Spectrum Brands Holdings, Inc. (NYSE:SPB) Q4 2023 Earnings Call Transcript

Peter Grom: Thanks so much. I’ll pass it on.

Jeremy Smeltser: Thanks, Peter.

Operator: Thank you. And one moment as we move on to our next question. And our next question is going to come from the line of Ian Zaffino with Oppenheimer. Your line is open. Please go ahead.

Ian Zaffino: Hi, [Indiscernible]. Thank you very much.

David Maura: Hi, Ian.

Ian Zaffino: How are you guys?

David Maura: Ian, I’m good. How are you doing? Happy Friday.

Ian Zaffino: Yes. You too, you too. I wanted to ask you on HPC. How are you thinking about a potential separation of that business. I know you had talked about in the past, obviously, [indiscernible] have kind of changed a little bit there. What do you need to maybe get a separation back on track. And then just as far as I guess, fundamentals, but any M&A in that area as well? Because I know you talked a little bit about M&A, but you didn’t mention HPC, so I wanted to kind of see how you’re squaring that? Thanks.
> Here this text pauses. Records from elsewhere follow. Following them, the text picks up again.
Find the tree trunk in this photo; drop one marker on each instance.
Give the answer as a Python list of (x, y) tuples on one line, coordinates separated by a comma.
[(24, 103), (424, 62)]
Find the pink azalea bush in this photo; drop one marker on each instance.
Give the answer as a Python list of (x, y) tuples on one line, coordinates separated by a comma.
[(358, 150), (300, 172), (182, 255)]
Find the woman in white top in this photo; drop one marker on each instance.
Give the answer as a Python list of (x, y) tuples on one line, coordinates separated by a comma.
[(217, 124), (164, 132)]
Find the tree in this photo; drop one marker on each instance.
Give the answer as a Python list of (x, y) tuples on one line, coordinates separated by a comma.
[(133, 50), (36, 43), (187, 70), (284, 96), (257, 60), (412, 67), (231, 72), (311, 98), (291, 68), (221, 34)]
David Maura: Yes. Look, we continue to want to stand that up and build a separate appliance business. But right now, we’re trying to get it back to health. And I think we’re making some improvements there. We’re just out a 600 basis point expansion in the profitability of it in the back half versus the first-half. And we got a lot of work to do there. We just relaunched Remington globally. We’ve got some new talent in that business that I’m optimistic about. And I think the — while I think competition remains fierce, I think there’s going to be some rationalization too, we’ve seen a bankruptcy in the space. I think that retailers are going to want what we’re preparing to give them, which is fewer, bigger, better innovations.
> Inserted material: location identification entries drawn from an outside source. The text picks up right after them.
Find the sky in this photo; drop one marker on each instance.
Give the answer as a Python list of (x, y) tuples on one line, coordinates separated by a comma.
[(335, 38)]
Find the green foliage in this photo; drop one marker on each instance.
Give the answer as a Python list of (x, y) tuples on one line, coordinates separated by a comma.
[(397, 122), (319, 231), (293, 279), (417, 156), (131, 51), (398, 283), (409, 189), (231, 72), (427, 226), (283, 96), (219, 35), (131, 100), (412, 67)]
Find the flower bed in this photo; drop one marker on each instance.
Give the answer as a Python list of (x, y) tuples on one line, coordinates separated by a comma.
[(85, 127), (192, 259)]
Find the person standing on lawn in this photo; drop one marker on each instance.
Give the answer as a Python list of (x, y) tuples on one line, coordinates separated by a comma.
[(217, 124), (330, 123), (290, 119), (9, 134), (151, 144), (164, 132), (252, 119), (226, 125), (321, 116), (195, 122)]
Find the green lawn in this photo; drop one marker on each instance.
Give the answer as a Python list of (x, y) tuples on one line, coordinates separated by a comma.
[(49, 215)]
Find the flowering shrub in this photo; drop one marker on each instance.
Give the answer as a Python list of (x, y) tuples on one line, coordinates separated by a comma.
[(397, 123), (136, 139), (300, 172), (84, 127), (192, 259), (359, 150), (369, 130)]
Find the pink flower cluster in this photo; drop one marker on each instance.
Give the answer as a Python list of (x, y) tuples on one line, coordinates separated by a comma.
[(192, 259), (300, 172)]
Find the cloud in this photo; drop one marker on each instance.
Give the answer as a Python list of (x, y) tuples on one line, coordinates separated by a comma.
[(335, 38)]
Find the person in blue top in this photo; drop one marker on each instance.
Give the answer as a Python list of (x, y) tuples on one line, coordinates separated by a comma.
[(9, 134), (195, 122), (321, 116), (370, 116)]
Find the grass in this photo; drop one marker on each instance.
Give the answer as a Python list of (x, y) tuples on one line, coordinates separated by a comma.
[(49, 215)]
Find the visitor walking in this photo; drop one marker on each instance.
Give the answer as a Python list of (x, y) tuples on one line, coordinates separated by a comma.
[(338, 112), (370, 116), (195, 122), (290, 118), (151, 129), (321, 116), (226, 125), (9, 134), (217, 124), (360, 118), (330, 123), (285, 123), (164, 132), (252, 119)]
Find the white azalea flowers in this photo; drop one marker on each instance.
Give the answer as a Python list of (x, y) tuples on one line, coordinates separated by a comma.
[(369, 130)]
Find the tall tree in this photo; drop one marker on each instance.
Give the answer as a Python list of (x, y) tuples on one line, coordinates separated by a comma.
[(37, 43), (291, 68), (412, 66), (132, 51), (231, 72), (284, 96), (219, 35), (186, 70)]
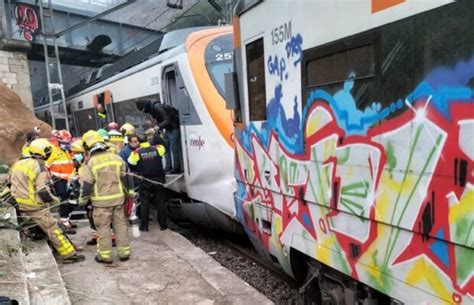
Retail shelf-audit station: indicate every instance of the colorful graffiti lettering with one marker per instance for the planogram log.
(26, 20)
(387, 199)
(380, 5)
(277, 66)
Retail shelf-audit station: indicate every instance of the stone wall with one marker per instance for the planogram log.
(15, 74)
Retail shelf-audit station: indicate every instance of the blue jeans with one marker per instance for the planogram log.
(166, 144)
(174, 139)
We typically have brands that have good value price points as I think people are going to watch their spending on durable goods, they’ll be tighter with that spending, they’ll probably look for value price point product. And so I think if we can put a couple of quarters of better operating momentum together, and I think that improves our odds of accomplishing our goals. I’ve not been shy about expressing my view that I do like the idea of a combination. It’s synergistic and bring scale and allows us to get additional upside to shareholders. We’ve certainly been down that road in the past, however, unsuccessfully. And we’ll just have to see how that plays out. But I think as current owners of the business, it behooves us to get that thing in a better financial state and get some real earnings growth and operating momentum under it and then the options available to us should improve.

Ian Zaffino: Okay. And then I don’t mean to put you on the spot here. But when you think about earnings potential of that business, I think you threw out something along the lines of like $120 million or something along those lines. Is that how you still feel about that business? Has anything changed there? Just kind of given the environment, what you’ve seen recently?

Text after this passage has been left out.